To William Berrien Burroughs, M.D., Brunswick, Ga.


Wm. Macpherson Horner, Attorney at Law.

Bryn Mawr P.O. Montgomery County, Pennsylvania
Sept. 29, 1910

Dr. Wm. Berrien Burroughs, Lieut. Gov. Soc. Colonial Wars in Georgia

My dear Sir:--
            I owe you an apology for not replying to your kind favour of Aug. 27.  On our return from Europe in the early summer, my four sons (eldest 12 years old named William Macpherson,) became ill, and on their recovery I was obliged to take them away for change of air, hence my correspondence has fallen greatly behind.
            I am greatly pleased to know that you are identified with the Colonial Wars, it is a strong, patriotic and energetic society.  I hope that I shall have the pleasure of meeting you and Mr. Neely at some future meeting.  Last June the General Council met in Portland, Maine, where we were the guests of the Maine Society, which is composed of the most prominent men of that State.
            There is no portrait known to me of our distinguished ancestor Capt.

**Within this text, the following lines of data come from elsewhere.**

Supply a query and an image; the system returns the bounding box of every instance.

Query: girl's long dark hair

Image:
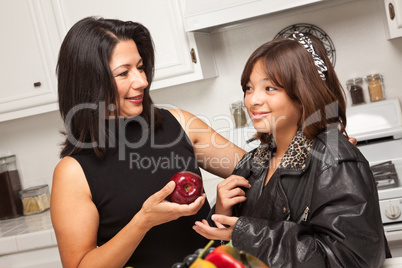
[241,36,347,143]
[56,17,161,158]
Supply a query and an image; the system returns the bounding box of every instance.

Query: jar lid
[346,77,363,86]
[365,74,382,81]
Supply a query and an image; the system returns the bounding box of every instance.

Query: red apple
[170,171,202,204]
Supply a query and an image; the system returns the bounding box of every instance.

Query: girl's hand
[138,181,206,230]
[193,214,239,241]
[215,175,250,216]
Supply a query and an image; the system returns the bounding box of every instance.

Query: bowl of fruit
[172,240,269,268]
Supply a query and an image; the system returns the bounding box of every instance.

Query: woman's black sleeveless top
[72,109,210,268]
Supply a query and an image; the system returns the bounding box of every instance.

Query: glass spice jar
[231,101,247,128]
[365,74,385,102]
[346,77,365,105]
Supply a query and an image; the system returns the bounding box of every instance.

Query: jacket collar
[253,130,313,171]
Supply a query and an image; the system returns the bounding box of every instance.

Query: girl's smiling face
[109,40,148,118]
[244,60,301,137]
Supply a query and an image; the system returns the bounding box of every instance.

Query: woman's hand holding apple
[136,181,206,230]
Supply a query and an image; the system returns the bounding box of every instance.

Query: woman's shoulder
[54,156,83,181]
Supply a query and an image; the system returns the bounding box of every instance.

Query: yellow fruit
[190,259,217,268]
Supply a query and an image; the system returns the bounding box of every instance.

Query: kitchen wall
[0,0,402,191]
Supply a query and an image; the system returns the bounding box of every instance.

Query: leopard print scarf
[253,130,313,170]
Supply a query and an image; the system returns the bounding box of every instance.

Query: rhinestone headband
[289,32,328,81]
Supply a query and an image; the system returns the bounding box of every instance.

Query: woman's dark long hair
[241,38,347,143]
[56,17,161,158]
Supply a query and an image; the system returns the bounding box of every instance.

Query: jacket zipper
[302,207,310,221]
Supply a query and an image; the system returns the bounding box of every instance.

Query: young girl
[193,33,390,267]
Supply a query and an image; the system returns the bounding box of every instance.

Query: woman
[51,18,244,268]
[193,33,390,267]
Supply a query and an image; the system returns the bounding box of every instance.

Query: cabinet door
[0,0,60,121]
[384,0,402,39]
[56,0,216,89]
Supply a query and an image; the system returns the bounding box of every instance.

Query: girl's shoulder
[312,129,367,163]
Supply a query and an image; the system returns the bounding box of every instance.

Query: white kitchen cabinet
[0,0,217,122]
[185,0,350,32]
[384,0,402,39]
[0,0,60,121]
[0,246,63,268]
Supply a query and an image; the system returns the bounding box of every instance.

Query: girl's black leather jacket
[232,129,391,268]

John Macpherson.  The following will however give you some idea of his appearance.  It is taken from the original record, Division of Public Records, Penna. State Library, Harrisburg, Pa., and has never as far as I know been published.
            “I hereby certify that JOHN MACPHERSON was commissioned Commander of the Armed Boat Anti-Traitor May 17, 1781, said Armed Boat being his personal property and carrying Two Carriage Guns, Four Swivels and Forty Men, being of Ten Tons capacity.”

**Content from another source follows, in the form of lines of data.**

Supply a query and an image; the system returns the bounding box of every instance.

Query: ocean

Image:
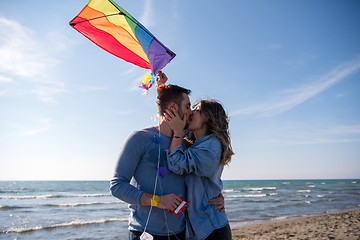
[0,179,360,240]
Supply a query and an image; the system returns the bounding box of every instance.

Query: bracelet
[151,195,160,207]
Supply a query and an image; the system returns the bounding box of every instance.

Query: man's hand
[157,194,182,211]
[140,193,182,211]
[156,71,167,86]
[208,193,225,212]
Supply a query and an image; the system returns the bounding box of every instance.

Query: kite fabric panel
[69,0,175,75]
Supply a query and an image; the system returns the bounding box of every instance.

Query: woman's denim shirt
[167,134,228,239]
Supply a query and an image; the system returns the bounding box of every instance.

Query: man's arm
[140,193,182,211]
[208,193,225,212]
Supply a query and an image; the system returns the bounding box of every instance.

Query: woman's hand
[157,194,182,211]
[164,105,189,134]
[156,71,167,86]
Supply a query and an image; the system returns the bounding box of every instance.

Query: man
[110,72,224,240]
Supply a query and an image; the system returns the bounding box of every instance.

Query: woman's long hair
[188,99,234,166]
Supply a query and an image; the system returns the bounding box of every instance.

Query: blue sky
[0,0,360,180]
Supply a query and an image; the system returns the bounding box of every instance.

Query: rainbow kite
[69,0,175,75]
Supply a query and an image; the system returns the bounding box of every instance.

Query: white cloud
[140,0,155,28]
[261,124,360,145]
[231,57,360,116]
[8,118,52,137]
[267,43,283,50]
[0,17,66,102]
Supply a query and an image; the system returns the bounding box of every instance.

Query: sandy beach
[232,209,360,240]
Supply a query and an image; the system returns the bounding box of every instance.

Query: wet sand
[232,209,360,240]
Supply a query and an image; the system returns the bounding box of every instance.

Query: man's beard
[178,109,189,129]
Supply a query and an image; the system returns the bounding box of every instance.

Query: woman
[165,100,234,240]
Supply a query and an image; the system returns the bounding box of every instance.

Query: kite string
[144,124,161,232]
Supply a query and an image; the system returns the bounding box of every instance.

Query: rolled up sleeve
[167,137,221,177]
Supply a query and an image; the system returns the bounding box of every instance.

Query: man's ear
[167,102,179,109]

            Description of Captain is as follows:—“—age 55 years, statue [sic] five feet nine inches, dark hair and brown complexion.”

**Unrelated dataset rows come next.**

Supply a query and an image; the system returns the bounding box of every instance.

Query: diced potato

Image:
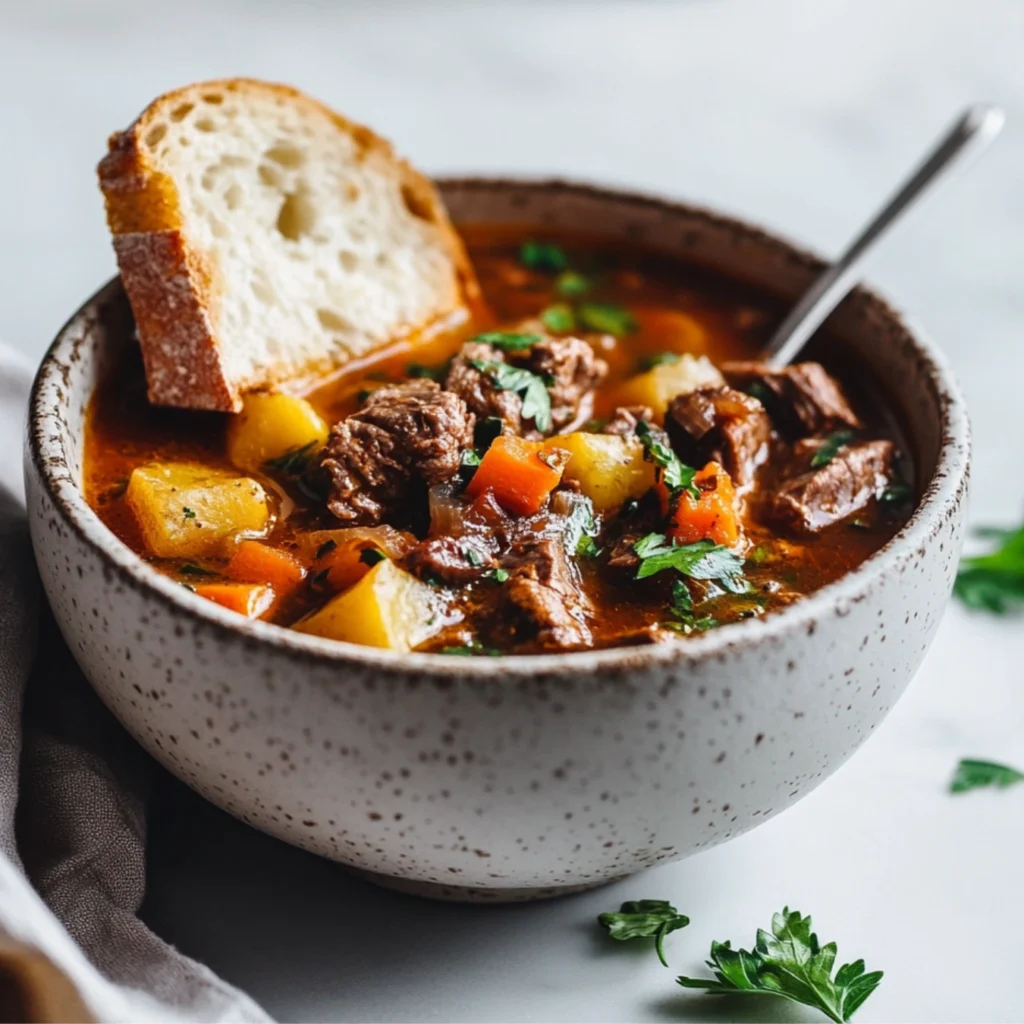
[125,462,270,558]
[616,354,725,420]
[295,558,449,651]
[546,432,654,512]
[227,391,328,473]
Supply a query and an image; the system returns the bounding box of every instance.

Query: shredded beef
[766,441,895,534]
[502,534,592,649]
[444,335,608,438]
[316,380,475,525]
[601,406,654,437]
[528,336,608,433]
[722,362,861,436]
[665,387,771,485]
[406,534,495,587]
[444,341,522,434]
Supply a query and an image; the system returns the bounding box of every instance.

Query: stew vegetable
[85,226,913,656]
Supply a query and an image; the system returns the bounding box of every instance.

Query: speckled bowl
[26,180,969,900]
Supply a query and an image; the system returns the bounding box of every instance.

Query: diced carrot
[224,541,305,597]
[659,462,741,548]
[466,434,569,515]
[196,583,273,618]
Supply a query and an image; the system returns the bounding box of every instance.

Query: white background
[0,0,1024,1022]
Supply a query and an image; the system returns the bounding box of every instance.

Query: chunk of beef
[502,534,593,650]
[529,336,608,433]
[722,362,861,436]
[601,406,654,437]
[317,380,475,526]
[444,341,522,434]
[766,441,895,534]
[406,534,495,587]
[665,387,771,486]
[444,335,608,438]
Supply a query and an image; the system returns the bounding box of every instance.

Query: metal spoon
[764,103,1005,370]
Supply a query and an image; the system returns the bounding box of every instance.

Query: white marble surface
[0,0,1024,1022]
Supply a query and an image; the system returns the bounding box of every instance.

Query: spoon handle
[764,103,1004,370]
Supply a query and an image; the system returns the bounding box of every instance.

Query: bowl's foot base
[346,867,626,903]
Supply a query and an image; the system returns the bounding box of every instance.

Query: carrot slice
[466,434,569,515]
[224,541,305,597]
[196,583,273,618]
[659,462,741,548]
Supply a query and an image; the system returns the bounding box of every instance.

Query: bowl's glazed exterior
[26,180,969,900]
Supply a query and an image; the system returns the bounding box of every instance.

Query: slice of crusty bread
[99,79,479,411]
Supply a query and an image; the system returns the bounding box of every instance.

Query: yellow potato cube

            We an well picture our brave and gallant ancestor from this curious fragment of history.
            I have lately become the owner of a copy of the first Directory of Philadelphia compiled and published by Capt. John M., a rare and most interesting book.  I shall take great pleasure in sending you additional data when I get it, as I hope to do.  Any information you may favour me with in regard to the family, I will greatly appreciate.